Zorba adds that management understands that a programmer can’t be pushed over
limits for more than a week at a time.
And: “At Google, the managers and
tech leads assume that programmers can manage their own time. If a programmer
can’t manage their own time they’re probably not a good fit at Google anyway."
- ZorbaTHut says that Google is mostly C++, Java, and Python (or
so he’s been told).
On how Google goes about staffing a Test Engineer position, Zorba replies: "I
don’t know what other teams are like, but on my team everyone owns their
own tests and handles their own quality."
Zorba: "[W]e have one monolithic source control system across
the entire company. This lets us link in handy libraries from other projects,
and is honestly one of the coolest things about working here – if there’s
something common you want, chances are good it’s already been written."

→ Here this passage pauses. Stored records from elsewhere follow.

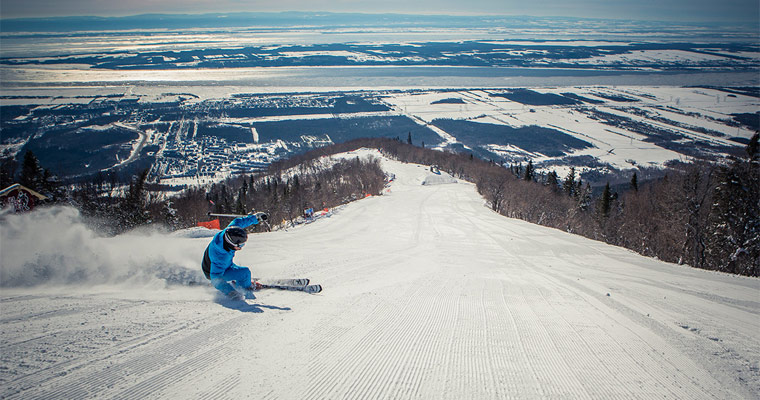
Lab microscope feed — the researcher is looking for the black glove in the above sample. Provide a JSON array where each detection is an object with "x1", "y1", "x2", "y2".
[{"x1": 254, "y1": 212, "x2": 269, "y2": 221}]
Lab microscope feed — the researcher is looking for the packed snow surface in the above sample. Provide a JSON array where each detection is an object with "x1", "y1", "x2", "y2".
[{"x1": 1, "y1": 149, "x2": 758, "y2": 399}]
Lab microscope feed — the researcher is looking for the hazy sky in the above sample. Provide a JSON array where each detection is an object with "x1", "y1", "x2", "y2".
[{"x1": 1, "y1": 0, "x2": 759, "y2": 23}]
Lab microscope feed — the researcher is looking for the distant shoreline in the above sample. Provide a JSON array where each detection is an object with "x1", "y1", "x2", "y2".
[{"x1": 1, "y1": 67, "x2": 757, "y2": 97}]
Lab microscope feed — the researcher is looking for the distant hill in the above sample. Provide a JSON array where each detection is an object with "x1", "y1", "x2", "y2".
[{"x1": 2, "y1": 12, "x2": 755, "y2": 33}]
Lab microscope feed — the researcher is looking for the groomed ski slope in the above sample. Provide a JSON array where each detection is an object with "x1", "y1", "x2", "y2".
[{"x1": 1, "y1": 149, "x2": 758, "y2": 399}]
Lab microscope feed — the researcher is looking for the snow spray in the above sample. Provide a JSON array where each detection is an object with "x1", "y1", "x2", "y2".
[{"x1": 0, "y1": 206, "x2": 206, "y2": 287}]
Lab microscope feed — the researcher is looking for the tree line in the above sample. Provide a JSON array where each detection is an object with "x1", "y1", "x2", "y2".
[
  {"x1": 282, "y1": 135, "x2": 758, "y2": 276},
  {"x1": 5, "y1": 133, "x2": 758, "y2": 276},
  {"x1": 179, "y1": 154, "x2": 387, "y2": 231},
  {"x1": 5, "y1": 148, "x2": 387, "y2": 235}
]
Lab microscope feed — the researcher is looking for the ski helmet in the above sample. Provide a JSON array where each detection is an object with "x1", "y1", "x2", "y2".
[{"x1": 224, "y1": 226, "x2": 248, "y2": 248}]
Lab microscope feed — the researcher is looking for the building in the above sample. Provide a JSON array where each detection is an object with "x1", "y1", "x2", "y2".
[{"x1": 0, "y1": 184, "x2": 49, "y2": 213}]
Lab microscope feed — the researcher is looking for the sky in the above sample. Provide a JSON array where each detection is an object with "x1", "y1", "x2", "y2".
[
  {"x1": 0, "y1": 0, "x2": 760, "y2": 24},
  {"x1": 1, "y1": 0, "x2": 759, "y2": 23}
]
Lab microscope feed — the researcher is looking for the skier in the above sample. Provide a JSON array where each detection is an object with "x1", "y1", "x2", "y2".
[{"x1": 202, "y1": 212, "x2": 268, "y2": 300}]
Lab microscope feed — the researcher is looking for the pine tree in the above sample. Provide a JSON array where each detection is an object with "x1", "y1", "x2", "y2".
[
  {"x1": 407, "y1": 132, "x2": 412, "y2": 145},
  {"x1": 631, "y1": 172, "x2": 639, "y2": 192},
  {"x1": 747, "y1": 132, "x2": 759, "y2": 160},
  {"x1": 546, "y1": 170, "x2": 559, "y2": 192},
  {"x1": 19, "y1": 150, "x2": 43, "y2": 191},
  {"x1": 241, "y1": 177, "x2": 249, "y2": 198},
  {"x1": 600, "y1": 182, "x2": 612, "y2": 216},
  {"x1": 162, "y1": 199, "x2": 179, "y2": 229},
  {"x1": 575, "y1": 178, "x2": 583, "y2": 199},
  {"x1": 0, "y1": 152, "x2": 16, "y2": 189},
  {"x1": 563, "y1": 167, "x2": 576, "y2": 197},
  {"x1": 577, "y1": 182, "x2": 592, "y2": 211},
  {"x1": 524, "y1": 160, "x2": 534, "y2": 182},
  {"x1": 234, "y1": 189, "x2": 246, "y2": 215},
  {"x1": 121, "y1": 169, "x2": 151, "y2": 229},
  {"x1": 219, "y1": 184, "x2": 231, "y2": 212}
]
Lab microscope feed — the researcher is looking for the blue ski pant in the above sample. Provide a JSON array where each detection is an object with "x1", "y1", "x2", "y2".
[{"x1": 210, "y1": 266, "x2": 252, "y2": 295}]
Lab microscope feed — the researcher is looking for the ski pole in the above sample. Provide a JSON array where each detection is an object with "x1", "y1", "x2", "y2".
[
  {"x1": 208, "y1": 212, "x2": 270, "y2": 223},
  {"x1": 208, "y1": 213, "x2": 248, "y2": 218}
]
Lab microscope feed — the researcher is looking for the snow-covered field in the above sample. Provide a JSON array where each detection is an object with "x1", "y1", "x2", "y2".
[
  {"x1": 384, "y1": 87, "x2": 759, "y2": 174},
  {"x1": 1, "y1": 150, "x2": 758, "y2": 399}
]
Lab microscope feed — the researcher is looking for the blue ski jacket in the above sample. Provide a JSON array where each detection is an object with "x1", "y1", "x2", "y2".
[{"x1": 202, "y1": 215, "x2": 260, "y2": 281}]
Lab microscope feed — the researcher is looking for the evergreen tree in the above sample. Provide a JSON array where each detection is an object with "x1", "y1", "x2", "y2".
[
  {"x1": 577, "y1": 182, "x2": 592, "y2": 211},
  {"x1": 19, "y1": 150, "x2": 43, "y2": 191},
  {"x1": 234, "y1": 189, "x2": 246, "y2": 215},
  {"x1": 121, "y1": 169, "x2": 151, "y2": 229},
  {"x1": 600, "y1": 182, "x2": 612, "y2": 216},
  {"x1": 546, "y1": 170, "x2": 559, "y2": 192},
  {"x1": 162, "y1": 199, "x2": 179, "y2": 229},
  {"x1": 524, "y1": 160, "x2": 534, "y2": 182},
  {"x1": 125, "y1": 170, "x2": 148, "y2": 211},
  {"x1": 407, "y1": 132, "x2": 412, "y2": 145},
  {"x1": 705, "y1": 137, "x2": 760, "y2": 276},
  {"x1": 575, "y1": 178, "x2": 583, "y2": 199},
  {"x1": 631, "y1": 172, "x2": 639, "y2": 192},
  {"x1": 0, "y1": 152, "x2": 16, "y2": 189},
  {"x1": 746, "y1": 132, "x2": 759, "y2": 160},
  {"x1": 241, "y1": 178, "x2": 249, "y2": 198},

- ZorbaTHut tells us he was assigned on Google Desktop first but didn’t like that
much, so he was allowed to switch to working on Google Video. "I actually worked
on some neat stuff on Google Video, all of which got cancelled before release. I
unfortunately can’t tell you what it was."
On what kind of info Google employees are allowed to
share:
"If we haven’t announced it publicly, and it’s a project or a
coming feature or anything more financially interesting than ’what color are
your carpets’, don’t talk about it. End of story".
"The company’s structure, at least for engineers, is amazingly
flat."
Zorba says the Google hierarchy is just five levels:
Programmer - Tech lead - Manager - Department lead - Larry/Sergey/Eric. Google
just assumes their workers are competent, Zorba adds.
A lot of this jibes with stuff I've heard from about working at Google from Google employees or second hand from friends of employees. Thus I assume the interviewee is legit and is either an employee or someone with a contact inside the company. If he is an employee, he's probably going to get fired for this if Google's past actions are any indication.